Et Aix ! À l’occasion de sa (ré-)ouverture, l’Hôtel de Caumont consacre une exposition au maître vénitien.
Né et mort à Venise, il semblait naturel que Giovanni Antonio, dit Canaletto (1697-1768) jouât, de son pinceau, le rôle d’ambassadeur auprès des étrangers de passage en Italie. Si le XVIIIe lui doit force de vedute (genre pictural soulignant la perspective de panoramas urbains), la ville d’Aix-en-Provence est la première à regrouper aujourd’hui les toiles de sa période anglaise. Une initiative qui remet en question le réalisme souvent imputé au peintre. Comment pouvait-il représenter avec précision un paysage qu’il n’avait pas en face de lui ? À Londres, quand on ne lui commande pas de châteaux, il rêve de Venise. De là bon nombre de caprices. Nulle allusion ici à la cyclothymie de l’artiste, mais à une forme de représentations partiellement imaginaires. Ainsi, la Provence devient, le temps d’une exposition, le point de rencontre de l’Angleterre et de l’Italie. Voilà le triangle qui prélude à l’ouverture et l’activité du nouvel Hôtel de Caumont, cet ancien conservatoire de musique désormais reconverti en centre d’art.
Venise pour les Anglais
Tel père tel fils. Apprenti décorateur de théâtre aux côtés de son père, à Rome, Canaletto (1687-171768) s’affirme, dès son retour à Venise, en 1721, en tant que vedutiste. Sa réputation repose sur son sens de la précision et son traitement de la lumière. Deux qualités qui lui valent de peindre sa ville natale pour les touristes britanniques. Parmi ses commanditaires, le banquier et collectionneur, Joseph Smith – futur consul anglais à Venise – lui commanda treize dessus-de-porte représentant des monuments d’inspiration palladienne, dont le Pont du Rialto selon le projet de Palladio (1744, prêt de Sa Majesté la Reine Élisabeth II, Londres), présent dans l’exposition. À cette époque, l’Angleterre vouait, en effet, une admiration sans borne à Andrea Palladio (1508-1580), théoricien de la Renaissance italienne perpétuant le style antique.

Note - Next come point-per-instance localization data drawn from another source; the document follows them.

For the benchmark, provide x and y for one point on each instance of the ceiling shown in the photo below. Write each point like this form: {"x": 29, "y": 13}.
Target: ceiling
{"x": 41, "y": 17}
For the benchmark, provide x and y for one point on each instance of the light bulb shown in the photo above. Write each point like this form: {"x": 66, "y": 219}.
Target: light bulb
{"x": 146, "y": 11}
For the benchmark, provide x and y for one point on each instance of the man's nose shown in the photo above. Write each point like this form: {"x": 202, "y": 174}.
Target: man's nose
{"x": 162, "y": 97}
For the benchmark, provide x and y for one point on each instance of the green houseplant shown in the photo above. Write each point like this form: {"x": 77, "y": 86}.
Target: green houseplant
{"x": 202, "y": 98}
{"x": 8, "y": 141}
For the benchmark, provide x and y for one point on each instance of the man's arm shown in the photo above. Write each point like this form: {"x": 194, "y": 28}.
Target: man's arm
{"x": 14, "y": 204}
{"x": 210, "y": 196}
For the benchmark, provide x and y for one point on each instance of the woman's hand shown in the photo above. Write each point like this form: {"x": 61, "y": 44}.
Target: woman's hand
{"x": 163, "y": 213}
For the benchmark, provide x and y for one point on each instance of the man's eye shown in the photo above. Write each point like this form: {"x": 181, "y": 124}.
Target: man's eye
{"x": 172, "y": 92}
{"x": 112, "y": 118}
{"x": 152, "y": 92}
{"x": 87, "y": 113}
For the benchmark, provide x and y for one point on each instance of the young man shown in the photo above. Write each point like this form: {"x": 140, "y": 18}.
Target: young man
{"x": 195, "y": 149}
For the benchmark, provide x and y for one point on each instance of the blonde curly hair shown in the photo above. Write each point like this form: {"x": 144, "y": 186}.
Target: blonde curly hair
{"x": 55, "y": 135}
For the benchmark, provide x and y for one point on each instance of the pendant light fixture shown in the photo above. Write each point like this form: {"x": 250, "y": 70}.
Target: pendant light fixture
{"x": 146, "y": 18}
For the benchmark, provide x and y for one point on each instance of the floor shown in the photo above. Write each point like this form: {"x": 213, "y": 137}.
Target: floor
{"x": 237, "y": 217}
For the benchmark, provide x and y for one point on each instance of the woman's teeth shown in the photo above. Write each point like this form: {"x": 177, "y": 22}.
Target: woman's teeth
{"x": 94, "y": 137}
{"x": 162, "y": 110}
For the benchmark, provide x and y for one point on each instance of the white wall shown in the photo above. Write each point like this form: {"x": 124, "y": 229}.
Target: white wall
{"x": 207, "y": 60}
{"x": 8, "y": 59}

Pont du Rialto selon le projet de Palladio
Dès la troisième étape du parcours, certaines œuvres évoquent la technique du lavis. Les personnages se résument parfois à deux taches de couleurs, marquant la division entre ombre et lumière sur le visage. On imagine l’artiste déposant la pointe de son pinceau délicatement sur chaque ovale, dans l’espoir que la peinture se répartisse équitablement sur la toile. Tributaire des caprices de la matière, tout aquarelliste prend le même risque, en un sens. Pourtant, le terme de capriccio en arts plastiques semble plutôt renvoyer aux infidélités de la mémoire, voire aux humeurs d’un artiste enclin à modifier la réalité. Dans ces conditions, la peinture à l’eau se présente comme un moyen pour l’artiste d’attiser son imagination.
L’Angleterre en Angleterre
Ce parallèle technique trahit également la proximité qu’entretenait Canaletto avec l’Angleterre. Le maître vénitien s’installe à Londres en 1746. Là, il multiplie les aquarelles, diluant littéralement les détails qui ont forgé sa renommée. Soucieux de recenser leurs biens, certains propriétaires anglais le prient de bien vouloir peindre leur demeure. D’où les tableaux Alnwick Castel (collection du Duc de Northumberland), et Warwick Castle (Birmingham Museums). Fort d’un prêt exceptionnel, l’Hôtel de Caumont réunit deux vues sur la Tamise, probablement conçues comme une paire. Une première ! Londres, la City vue de la terrasse de Somerset House (The Courtauld Gallery, Londres) et Londres, la Cité de Westminster vue de la proximité du York Watergate (Yale Center for British Art). Avant de quitter l’Angleterre, en 1755, Canaletto cède pourtant à l’appel des caprices (encore et toujours!). Il fusionne motifs antiques, modèles palladiens, et souvenirs vénitiens, dont le caractère vaporeux donne l’impression d’un rêve. Impression que prolonge l’exposition du Centre d’art d’Aix-en-Provence, tant son nouvel écrin est féérique.
“Canaletto – Rome, Londres, Venise”, du 6 mai au 13 septembre. Caumont Centre d’art, Aix-en-Provence.
À VOIR AUSSI : L’exposition s’accompagne d’une installation immersive signée Gianfranco Iannuzzi, qui revisite l’oeuvre de Canaletto en la plongeant dans un contexte qui aurait très bien pu être le sien au moment où il peignait les vues de Venise.